# 434 hydraulic problem



## vannelle (Sep 7, 2007)

hi, im new to tractors and just purchased my first one to use on my 8 acre smallholding, it is an international 434 with a front end loader. I have connected a link box to the three point link and have no problems raising it but have trouble keeping it up. when it is in the raised position and i shut off the valve it drops straight away. If ileave the valve open i can feelthe pump pulsing away to hold it up. Any help on this matter would be very welcome.


----------



## Live Oak (Dec 22, 2003)

Sounds like the lift servo valve or seals/packing o-rings are leaking. You may have to disassemble the lift to rebuild or repair it. 





HERE is a link to a diagram of the lift assemble and associated parts. Is this the lift on your tractor or do you have a different version? Anyhow hope this gives you an idea of what to look at and the seals and o-rings are still available but the housing and cylinders are retired parts. 

By the way, welcome to Tractor Forum!

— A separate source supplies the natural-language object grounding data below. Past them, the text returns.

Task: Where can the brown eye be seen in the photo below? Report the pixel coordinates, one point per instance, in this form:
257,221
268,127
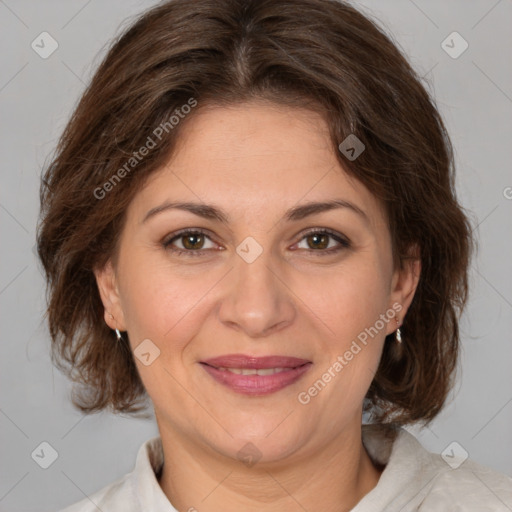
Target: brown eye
188,242
193,241
323,242
318,241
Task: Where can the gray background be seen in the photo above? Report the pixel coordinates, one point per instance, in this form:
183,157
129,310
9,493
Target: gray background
474,94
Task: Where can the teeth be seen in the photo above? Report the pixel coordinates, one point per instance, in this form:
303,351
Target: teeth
254,371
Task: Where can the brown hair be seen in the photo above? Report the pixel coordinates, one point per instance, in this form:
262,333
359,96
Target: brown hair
320,53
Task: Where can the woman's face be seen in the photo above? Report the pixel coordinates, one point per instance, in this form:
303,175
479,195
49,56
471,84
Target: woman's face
258,284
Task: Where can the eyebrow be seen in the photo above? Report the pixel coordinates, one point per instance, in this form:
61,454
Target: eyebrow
296,213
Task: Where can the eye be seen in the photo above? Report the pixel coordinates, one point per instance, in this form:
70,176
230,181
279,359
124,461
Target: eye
190,242
323,241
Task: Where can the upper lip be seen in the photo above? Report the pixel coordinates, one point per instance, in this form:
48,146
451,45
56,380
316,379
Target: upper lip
253,362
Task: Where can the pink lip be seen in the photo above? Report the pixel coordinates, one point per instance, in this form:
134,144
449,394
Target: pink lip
254,385
253,362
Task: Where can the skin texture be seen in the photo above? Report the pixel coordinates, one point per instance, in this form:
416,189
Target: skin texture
255,161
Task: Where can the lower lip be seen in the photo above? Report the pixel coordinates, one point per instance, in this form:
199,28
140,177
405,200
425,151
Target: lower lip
257,384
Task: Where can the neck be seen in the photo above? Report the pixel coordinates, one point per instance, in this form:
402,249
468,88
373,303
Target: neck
332,479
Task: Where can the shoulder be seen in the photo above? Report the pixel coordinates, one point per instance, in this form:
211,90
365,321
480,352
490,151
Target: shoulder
127,493
469,487
115,496
416,480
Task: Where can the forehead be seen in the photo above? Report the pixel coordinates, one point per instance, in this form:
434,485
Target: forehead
255,158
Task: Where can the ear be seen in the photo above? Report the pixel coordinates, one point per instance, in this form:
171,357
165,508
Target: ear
109,292
403,286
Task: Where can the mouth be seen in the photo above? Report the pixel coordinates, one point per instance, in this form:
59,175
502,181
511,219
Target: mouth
256,376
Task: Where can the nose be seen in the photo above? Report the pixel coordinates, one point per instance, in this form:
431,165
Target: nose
258,300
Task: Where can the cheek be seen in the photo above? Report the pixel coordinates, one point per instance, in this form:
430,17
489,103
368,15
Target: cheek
160,303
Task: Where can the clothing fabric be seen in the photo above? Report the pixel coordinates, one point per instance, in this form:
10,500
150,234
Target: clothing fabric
413,480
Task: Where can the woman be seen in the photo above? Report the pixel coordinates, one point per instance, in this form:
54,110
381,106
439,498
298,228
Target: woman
251,220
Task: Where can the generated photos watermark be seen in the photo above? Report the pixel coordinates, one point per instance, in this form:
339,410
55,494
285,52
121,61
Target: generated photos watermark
151,143
304,397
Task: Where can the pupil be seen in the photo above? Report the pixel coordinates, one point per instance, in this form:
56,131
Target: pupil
323,243
191,241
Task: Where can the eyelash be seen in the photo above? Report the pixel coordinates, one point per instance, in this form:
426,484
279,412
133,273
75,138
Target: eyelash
344,242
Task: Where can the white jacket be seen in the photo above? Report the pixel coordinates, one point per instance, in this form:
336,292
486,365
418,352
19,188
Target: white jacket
414,480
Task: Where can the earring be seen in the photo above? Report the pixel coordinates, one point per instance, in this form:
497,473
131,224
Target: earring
398,334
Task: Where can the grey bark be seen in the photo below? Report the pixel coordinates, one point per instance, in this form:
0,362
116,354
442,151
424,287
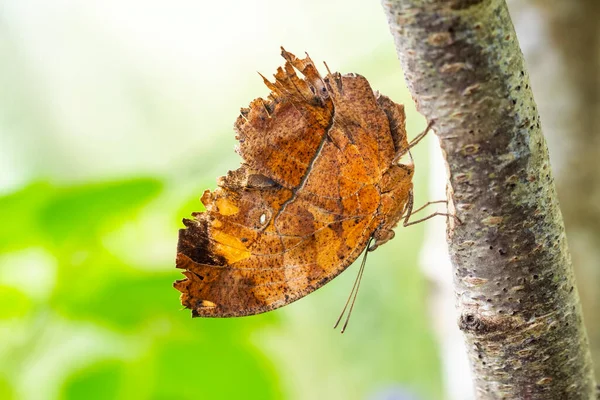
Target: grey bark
562,49
514,284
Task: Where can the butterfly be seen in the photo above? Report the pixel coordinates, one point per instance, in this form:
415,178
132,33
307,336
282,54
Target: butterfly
321,181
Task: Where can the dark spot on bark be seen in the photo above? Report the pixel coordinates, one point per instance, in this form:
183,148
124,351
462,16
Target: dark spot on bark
464,4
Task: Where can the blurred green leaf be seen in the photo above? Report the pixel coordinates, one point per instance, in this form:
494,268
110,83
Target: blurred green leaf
78,214
127,301
18,213
13,303
6,390
215,368
101,380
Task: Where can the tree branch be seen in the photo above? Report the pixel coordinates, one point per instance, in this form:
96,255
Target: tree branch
514,284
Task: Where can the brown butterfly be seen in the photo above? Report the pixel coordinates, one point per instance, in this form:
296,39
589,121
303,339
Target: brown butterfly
320,182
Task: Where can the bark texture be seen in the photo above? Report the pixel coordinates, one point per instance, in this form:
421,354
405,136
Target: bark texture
514,283
562,49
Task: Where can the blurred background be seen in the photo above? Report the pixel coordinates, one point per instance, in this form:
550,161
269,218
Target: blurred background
115,116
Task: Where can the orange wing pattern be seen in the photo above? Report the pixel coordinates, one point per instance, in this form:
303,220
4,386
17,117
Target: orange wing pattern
317,182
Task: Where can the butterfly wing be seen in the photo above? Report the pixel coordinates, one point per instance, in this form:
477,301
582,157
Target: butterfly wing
304,203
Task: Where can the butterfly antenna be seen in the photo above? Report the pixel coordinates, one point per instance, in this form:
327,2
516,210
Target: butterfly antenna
354,292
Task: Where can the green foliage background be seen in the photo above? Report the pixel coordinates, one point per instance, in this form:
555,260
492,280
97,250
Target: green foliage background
115,118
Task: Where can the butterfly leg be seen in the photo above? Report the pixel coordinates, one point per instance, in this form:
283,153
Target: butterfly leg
413,143
409,211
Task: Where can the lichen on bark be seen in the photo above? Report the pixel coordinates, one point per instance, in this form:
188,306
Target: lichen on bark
515,290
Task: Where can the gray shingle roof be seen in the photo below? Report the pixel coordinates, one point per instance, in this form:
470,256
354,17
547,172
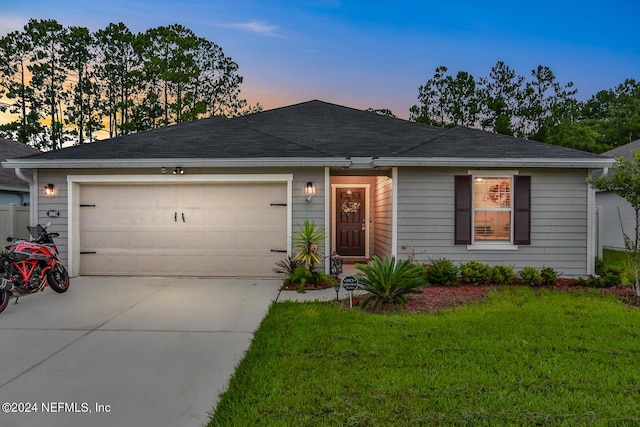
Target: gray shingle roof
312,129
625,151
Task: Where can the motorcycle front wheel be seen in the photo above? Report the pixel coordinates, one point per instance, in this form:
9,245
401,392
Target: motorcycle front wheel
58,279
4,300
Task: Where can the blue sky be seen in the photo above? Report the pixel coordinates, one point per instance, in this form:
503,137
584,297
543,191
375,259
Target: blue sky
376,54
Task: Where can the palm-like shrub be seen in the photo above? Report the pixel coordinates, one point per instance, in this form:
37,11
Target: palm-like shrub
389,281
307,243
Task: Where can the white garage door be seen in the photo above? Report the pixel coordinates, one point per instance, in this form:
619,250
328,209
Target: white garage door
182,229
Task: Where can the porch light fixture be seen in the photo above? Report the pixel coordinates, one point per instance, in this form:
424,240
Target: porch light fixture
49,190
309,191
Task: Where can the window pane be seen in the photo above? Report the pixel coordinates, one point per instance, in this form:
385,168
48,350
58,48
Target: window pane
492,209
492,192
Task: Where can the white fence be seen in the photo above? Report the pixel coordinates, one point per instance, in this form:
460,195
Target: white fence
13,222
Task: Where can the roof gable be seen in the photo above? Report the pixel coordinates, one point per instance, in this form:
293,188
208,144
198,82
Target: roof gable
312,130
625,151
10,150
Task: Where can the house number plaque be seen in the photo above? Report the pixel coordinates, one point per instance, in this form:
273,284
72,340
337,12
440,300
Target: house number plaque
350,283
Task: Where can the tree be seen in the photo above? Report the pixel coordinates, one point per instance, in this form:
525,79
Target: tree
78,57
15,49
119,74
61,82
500,97
169,66
545,103
462,95
433,102
624,180
614,114
48,74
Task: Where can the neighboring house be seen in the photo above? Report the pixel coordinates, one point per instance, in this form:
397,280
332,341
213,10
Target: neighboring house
223,197
13,190
616,214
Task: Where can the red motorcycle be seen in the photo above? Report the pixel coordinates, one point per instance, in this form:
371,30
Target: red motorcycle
30,266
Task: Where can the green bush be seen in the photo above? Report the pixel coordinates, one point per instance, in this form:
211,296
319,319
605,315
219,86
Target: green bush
300,277
475,272
287,265
389,281
609,275
502,275
530,276
441,272
549,276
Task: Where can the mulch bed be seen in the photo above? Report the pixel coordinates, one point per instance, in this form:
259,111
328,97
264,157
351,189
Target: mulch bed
434,298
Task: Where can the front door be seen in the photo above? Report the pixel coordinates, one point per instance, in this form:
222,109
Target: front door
350,221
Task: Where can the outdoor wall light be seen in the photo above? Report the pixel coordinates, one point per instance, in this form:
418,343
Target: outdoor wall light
49,190
309,191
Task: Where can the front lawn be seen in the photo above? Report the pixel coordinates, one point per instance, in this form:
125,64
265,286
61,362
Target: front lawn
522,357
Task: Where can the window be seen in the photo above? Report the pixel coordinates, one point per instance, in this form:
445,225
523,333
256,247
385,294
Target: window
492,213
497,207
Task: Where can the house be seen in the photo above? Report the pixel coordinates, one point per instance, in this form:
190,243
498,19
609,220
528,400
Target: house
616,216
14,193
223,197
13,190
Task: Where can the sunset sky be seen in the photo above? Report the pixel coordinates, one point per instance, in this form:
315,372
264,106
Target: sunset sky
376,54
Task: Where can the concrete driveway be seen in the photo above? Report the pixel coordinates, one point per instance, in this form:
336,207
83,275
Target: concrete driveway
126,351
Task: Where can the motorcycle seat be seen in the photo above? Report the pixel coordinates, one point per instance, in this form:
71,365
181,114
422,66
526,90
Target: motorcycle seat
17,256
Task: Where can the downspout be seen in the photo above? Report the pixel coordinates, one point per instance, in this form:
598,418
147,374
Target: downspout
33,195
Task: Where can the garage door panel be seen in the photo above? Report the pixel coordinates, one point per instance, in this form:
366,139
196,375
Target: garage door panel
227,230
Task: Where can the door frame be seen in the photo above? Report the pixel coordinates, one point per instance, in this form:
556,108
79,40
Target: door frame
75,181
367,215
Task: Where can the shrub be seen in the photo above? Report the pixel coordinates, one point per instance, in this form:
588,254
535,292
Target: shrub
307,243
389,281
609,275
441,272
530,276
502,274
475,272
300,277
287,265
549,276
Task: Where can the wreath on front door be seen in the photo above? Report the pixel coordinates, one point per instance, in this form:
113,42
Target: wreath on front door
348,205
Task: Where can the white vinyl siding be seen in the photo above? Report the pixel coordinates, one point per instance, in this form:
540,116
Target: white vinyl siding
558,220
382,212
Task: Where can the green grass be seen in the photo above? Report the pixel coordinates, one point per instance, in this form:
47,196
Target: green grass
620,259
523,357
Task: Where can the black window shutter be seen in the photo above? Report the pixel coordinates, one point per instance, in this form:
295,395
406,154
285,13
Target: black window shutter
463,210
522,211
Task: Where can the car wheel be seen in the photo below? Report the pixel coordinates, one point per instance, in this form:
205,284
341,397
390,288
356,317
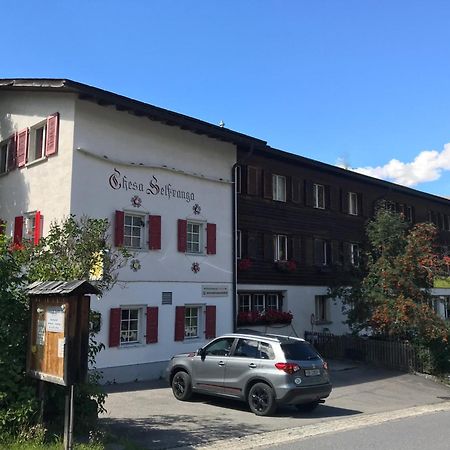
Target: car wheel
307,407
181,386
261,399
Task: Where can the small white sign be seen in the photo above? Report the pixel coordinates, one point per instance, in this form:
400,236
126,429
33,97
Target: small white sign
61,345
55,320
214,291
40,333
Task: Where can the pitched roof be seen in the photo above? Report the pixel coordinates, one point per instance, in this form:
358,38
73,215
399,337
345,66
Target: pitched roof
122,103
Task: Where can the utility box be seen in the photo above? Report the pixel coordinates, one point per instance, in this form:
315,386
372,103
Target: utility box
59,332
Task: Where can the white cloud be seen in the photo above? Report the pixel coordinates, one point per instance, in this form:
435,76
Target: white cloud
428,165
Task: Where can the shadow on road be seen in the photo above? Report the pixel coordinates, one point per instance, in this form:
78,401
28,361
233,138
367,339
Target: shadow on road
158,432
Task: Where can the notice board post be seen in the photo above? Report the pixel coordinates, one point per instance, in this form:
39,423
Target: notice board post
59,338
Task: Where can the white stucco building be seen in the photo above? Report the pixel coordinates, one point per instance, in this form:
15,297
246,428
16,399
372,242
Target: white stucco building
164,180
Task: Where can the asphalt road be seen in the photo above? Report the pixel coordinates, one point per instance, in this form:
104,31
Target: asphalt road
150,416
428,431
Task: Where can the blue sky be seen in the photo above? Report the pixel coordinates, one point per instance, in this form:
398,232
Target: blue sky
353,82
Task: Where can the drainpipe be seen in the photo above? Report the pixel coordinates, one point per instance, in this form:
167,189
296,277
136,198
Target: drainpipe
235,228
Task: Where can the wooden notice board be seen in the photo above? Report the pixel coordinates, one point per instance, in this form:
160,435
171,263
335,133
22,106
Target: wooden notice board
59,339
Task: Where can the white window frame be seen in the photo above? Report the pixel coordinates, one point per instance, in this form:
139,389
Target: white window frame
280,246
135,325
322,309
195,247
319,196
245,302
279,188
354,254
4,152
194,322
36,144
258,301
238,244
128,236
353,203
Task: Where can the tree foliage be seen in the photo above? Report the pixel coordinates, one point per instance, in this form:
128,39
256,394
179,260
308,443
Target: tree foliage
74,249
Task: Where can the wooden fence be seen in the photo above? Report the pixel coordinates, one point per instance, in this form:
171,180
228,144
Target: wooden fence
391,354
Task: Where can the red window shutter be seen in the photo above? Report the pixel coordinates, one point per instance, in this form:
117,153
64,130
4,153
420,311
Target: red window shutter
179,323
37,227
118,228
182,235
18,230
12,152
114,327
210,328
211,238
21,147
154,238
152,324
51,142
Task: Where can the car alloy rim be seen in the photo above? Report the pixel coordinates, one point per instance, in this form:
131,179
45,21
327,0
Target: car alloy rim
260,399
179,385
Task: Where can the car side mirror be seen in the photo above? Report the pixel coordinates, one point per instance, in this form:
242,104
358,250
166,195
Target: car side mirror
202,353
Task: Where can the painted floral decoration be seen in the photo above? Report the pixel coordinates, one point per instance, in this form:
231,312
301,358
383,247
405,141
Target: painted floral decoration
264,317
245,264
135,265
287,266
136,201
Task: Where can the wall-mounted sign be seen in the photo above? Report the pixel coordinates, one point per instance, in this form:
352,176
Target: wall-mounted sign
153,186
214,291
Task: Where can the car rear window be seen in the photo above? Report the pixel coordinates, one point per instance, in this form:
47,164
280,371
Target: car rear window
299,351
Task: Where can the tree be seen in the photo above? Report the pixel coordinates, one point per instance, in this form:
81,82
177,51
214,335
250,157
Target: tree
74,249
393,295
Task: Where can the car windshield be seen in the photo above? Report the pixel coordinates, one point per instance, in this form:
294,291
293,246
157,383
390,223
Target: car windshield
299,351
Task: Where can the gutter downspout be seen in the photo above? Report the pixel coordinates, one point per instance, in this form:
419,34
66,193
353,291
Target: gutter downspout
235,228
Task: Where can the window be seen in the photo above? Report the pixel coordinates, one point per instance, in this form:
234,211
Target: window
238,244
279,188
322,309
260,301
409,213
322,252
3,156
36,148
130,329
353,203
245,302
354,255
29,226
319,196
133,232
280,247
192,321
194,237
273,302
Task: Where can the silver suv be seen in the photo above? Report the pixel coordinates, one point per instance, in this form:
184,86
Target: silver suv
264,370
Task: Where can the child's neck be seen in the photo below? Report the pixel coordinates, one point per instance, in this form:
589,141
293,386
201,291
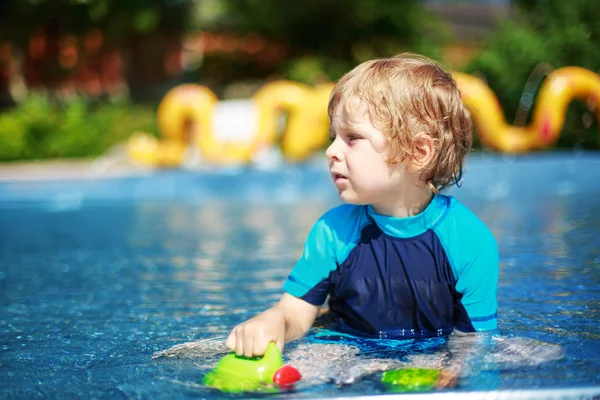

Let us know how things go on this project and don't be a stranger.


----------



## vannelle (Sep 7, 2007)

thanks for the link to the diagram dont know what type i have butwill check it out tomorrow thank you once again


----------



## Live Oak (Dec 22, 2003)

For your future reference.

HERE is a link to the Case/IH parts website where you can look up your 434 parts and find what you need or just get an idea of how something is assembled.


----------



## vannelle (Sep 7, 2007)

*434 hydraulics*

Once again thank you very much for the link,the best one so far, just the thing i have been looking for.Only got access to computer on weekends so will let you know how i get on as soon as i can.


----------